AlurNews.com – Seorang Asisten Griya Tangga (ART) di Batam berinisial NH (28) nekat menghabisi nyawa majikannya seorang diri berinisial L (52) di kediamannya Nan berada di Kelurahan Sungai Jodoh, Kecamatan Batu Ampar, Batam, Pekan (30/8/2026) permulaan masa.

Kapolresta Barelang, Kombes Pol Anggoro Wicaksono berbisik sebelum dinyatakan meninggal korban merasakan kekerasan berulang kali sebelum pada akhirnya meninggal Bumi.

Peristiwa ini terjadi dikarenakan korban sakit jiwa atas perkataan korban, ketika mengerjakan pembersihan toren air Sekeliling pukul 02.00 WIB, Pekan (30/8/2026) permulaan masa.

lafal Juga: Dipicu Perkataan konfirmasi, Seorang ART di Batam Nekat Habisa Nyawa Majikan

“Sebelum peristiwa terjadi, pelaku dan seorang ART lainnya sedang membersihkan toren air Nan berada di lantai 4. Pembersihan ini dijalankan pada Pekan permulaan masa,” Jernih Anggoro ditemui di Polresta Barelang, Senin (31/8/2026).

Berdasarkan keterangannya, pelaku awalnya memukul Paras korban memakai tangan kanan sebanyak sembilan kali. Setelah itu, pelaku memukul kepala korban Esa kali memakai kursi plastik Mini berwarna biru. langkah tersebut dilanjutkan berdua tiga kali pukulan memakai ember plastik berwarna putih.

Tak berhenti di situ, pelaku kembali memukul kepala korban sebanyak 14 kali memakai kursi plastik berwarna biru. NH kemudian meraih pot Kembang plastik Akbar berwarna merah dan menggunakannya ciptakan memukul kepala korban sebanyak tujuh kali.

“Pelaku juga kembali mengerjakan pemukulan sebanyak dua kali memakai dua pot Kembang plastik Mini berwarna merah. Serta kembali memukul korban memakai palet kayu,” jelasnya.

langkah kekerasan kemudian makin brutal. NH menusuk korban memakai sebilah pisau dapur bergagang plastik Rona hitam sebanyak delapan kali. Tusukan tersebut mengenai bagian punggung dan dada korban. Setelah itu, pelaku juga menendang kepala korban memakai kaki kanan sebanyak 10 kali.

“Jadi tapak melakukannya pas miris. kelebihan dari Esa kali dijalankan penganiayaan kepada korban hingga pada akhirnya meninggal Bumi,” ujarnya.

Setelah menyaksikan korban Tak bernyawa, pelaku kemudian kabur menuju kediaman saudaranya Nan berada di kawasan Batam Kota.

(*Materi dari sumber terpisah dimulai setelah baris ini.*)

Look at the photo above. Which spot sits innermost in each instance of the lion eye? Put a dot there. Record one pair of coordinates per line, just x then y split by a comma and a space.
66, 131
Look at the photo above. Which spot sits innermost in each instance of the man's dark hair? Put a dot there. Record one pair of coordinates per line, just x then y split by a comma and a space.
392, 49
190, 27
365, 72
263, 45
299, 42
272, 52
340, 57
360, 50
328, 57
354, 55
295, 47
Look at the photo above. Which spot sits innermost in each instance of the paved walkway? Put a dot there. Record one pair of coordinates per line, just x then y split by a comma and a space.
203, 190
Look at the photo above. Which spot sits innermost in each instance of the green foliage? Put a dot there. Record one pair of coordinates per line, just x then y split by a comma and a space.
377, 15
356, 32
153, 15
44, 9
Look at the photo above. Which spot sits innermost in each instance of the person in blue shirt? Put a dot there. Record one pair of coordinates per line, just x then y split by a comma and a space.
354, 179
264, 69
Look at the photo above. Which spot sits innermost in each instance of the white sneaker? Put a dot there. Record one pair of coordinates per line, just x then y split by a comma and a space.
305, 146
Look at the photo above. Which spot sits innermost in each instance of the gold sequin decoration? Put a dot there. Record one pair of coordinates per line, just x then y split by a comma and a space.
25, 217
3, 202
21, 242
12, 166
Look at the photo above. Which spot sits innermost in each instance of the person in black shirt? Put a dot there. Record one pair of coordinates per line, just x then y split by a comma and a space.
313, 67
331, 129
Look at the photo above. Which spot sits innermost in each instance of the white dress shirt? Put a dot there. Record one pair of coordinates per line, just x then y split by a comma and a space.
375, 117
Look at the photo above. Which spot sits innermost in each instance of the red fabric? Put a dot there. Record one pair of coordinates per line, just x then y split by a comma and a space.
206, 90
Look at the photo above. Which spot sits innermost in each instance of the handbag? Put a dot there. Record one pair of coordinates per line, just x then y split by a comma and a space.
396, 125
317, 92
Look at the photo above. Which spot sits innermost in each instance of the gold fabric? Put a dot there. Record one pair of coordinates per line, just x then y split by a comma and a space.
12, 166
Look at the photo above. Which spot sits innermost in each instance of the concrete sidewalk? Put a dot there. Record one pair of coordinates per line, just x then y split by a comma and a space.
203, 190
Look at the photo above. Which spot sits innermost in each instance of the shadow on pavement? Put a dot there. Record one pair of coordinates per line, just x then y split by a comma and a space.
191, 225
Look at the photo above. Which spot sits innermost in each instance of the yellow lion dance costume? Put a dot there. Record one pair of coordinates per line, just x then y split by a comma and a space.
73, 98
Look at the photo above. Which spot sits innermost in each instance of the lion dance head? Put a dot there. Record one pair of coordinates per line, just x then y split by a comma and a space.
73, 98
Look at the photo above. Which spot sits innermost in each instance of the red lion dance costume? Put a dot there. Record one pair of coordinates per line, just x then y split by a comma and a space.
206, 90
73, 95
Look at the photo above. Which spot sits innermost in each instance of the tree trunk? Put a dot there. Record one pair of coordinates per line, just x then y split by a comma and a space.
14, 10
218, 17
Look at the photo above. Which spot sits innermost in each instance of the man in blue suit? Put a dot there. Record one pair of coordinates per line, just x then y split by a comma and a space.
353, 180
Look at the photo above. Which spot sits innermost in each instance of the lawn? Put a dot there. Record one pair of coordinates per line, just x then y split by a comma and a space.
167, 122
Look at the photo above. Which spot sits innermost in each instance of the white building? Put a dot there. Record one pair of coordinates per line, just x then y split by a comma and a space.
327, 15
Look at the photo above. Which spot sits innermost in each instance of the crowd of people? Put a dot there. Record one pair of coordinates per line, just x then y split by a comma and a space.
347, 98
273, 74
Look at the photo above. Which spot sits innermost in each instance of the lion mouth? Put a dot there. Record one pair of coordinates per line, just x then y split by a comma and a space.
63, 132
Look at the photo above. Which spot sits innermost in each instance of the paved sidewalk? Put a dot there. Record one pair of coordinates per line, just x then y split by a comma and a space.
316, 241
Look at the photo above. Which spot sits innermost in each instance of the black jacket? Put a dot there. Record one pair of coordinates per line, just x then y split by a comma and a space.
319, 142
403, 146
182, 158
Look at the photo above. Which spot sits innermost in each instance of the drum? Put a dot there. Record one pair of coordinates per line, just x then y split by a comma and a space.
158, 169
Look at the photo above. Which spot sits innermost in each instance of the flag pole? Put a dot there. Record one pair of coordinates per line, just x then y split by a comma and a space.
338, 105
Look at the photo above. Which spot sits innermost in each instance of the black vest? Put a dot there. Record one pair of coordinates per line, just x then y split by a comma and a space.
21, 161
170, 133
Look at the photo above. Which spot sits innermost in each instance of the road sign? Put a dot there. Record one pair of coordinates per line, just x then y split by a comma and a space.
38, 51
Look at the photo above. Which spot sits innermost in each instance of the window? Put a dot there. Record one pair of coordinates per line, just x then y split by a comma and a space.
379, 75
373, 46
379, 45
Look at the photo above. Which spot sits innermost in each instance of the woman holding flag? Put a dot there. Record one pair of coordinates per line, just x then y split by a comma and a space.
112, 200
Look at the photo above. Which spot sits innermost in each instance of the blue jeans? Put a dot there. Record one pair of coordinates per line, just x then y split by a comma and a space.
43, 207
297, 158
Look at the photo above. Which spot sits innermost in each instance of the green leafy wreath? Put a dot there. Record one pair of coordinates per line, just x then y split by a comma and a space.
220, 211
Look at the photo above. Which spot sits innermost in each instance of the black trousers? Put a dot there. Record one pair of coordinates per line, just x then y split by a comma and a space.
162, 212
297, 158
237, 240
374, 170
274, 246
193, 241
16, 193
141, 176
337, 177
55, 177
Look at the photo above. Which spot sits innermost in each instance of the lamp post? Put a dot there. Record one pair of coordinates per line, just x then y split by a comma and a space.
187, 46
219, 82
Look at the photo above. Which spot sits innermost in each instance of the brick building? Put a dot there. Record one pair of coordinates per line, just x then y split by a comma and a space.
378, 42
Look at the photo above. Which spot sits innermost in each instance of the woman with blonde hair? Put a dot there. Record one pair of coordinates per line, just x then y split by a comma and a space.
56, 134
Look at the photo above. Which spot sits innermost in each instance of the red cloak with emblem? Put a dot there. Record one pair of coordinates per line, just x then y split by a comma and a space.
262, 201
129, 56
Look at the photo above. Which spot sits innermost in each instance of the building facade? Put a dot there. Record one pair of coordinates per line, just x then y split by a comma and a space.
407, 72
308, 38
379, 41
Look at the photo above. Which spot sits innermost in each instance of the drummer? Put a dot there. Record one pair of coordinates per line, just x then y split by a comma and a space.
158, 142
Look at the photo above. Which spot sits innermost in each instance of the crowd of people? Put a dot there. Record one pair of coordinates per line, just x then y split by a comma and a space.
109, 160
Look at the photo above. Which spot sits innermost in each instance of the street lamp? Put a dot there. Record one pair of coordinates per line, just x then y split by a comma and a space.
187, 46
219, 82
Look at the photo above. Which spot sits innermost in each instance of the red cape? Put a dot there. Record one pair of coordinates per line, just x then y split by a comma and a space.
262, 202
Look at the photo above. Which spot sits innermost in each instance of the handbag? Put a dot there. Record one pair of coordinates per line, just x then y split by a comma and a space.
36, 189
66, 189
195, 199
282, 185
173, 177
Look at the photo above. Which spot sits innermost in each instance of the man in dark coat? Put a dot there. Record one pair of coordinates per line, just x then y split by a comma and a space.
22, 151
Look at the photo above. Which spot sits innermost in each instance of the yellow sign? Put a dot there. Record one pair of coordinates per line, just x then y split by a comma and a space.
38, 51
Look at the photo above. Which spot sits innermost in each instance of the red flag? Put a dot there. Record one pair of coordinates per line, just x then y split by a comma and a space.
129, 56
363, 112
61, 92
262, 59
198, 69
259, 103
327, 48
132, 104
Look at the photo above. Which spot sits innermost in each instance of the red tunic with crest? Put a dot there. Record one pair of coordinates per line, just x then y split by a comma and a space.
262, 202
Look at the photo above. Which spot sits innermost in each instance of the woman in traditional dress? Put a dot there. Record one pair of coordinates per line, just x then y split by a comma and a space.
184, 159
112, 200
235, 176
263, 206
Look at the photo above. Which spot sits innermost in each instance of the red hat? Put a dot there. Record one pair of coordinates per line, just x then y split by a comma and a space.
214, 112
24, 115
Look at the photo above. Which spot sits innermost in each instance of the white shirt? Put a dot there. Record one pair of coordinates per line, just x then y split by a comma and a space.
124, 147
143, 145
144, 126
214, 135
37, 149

Suami korban memberitakan peristiwa ini Sekeliling pukul 05.00 WIB, setelah mendapatkan informasi dari saksi Nan juga merupakan ART di Griya tersebut.

ketika tiba di lantai empat, suami korban menyaksikan L telah tergeletak berdua darah di bagian kepala. Korban kemudian diangkut ke lantai dua, namun telah bagian dalam kondisi Tak bernyawa.

Polisi Nan mendapatkan laporan langsung mendatangi Letak dan mengerjakan penyelidikan. NH pada akhirnya ditahan di Griya kakaknya di Perumahan Nadim Raya, Kelurahan Belian, Kecamatan Batam Kota, Sekeliling enam jam setelah peristiwa.

Dari pemeriksaan Fana, NH teridentifikasi anyar bekerja sebagai ART di Griya korban selama 10 masa. Polisi juga menjaga pelaku Tak meraih barang berharga setelah mengerjakan pembunuhan.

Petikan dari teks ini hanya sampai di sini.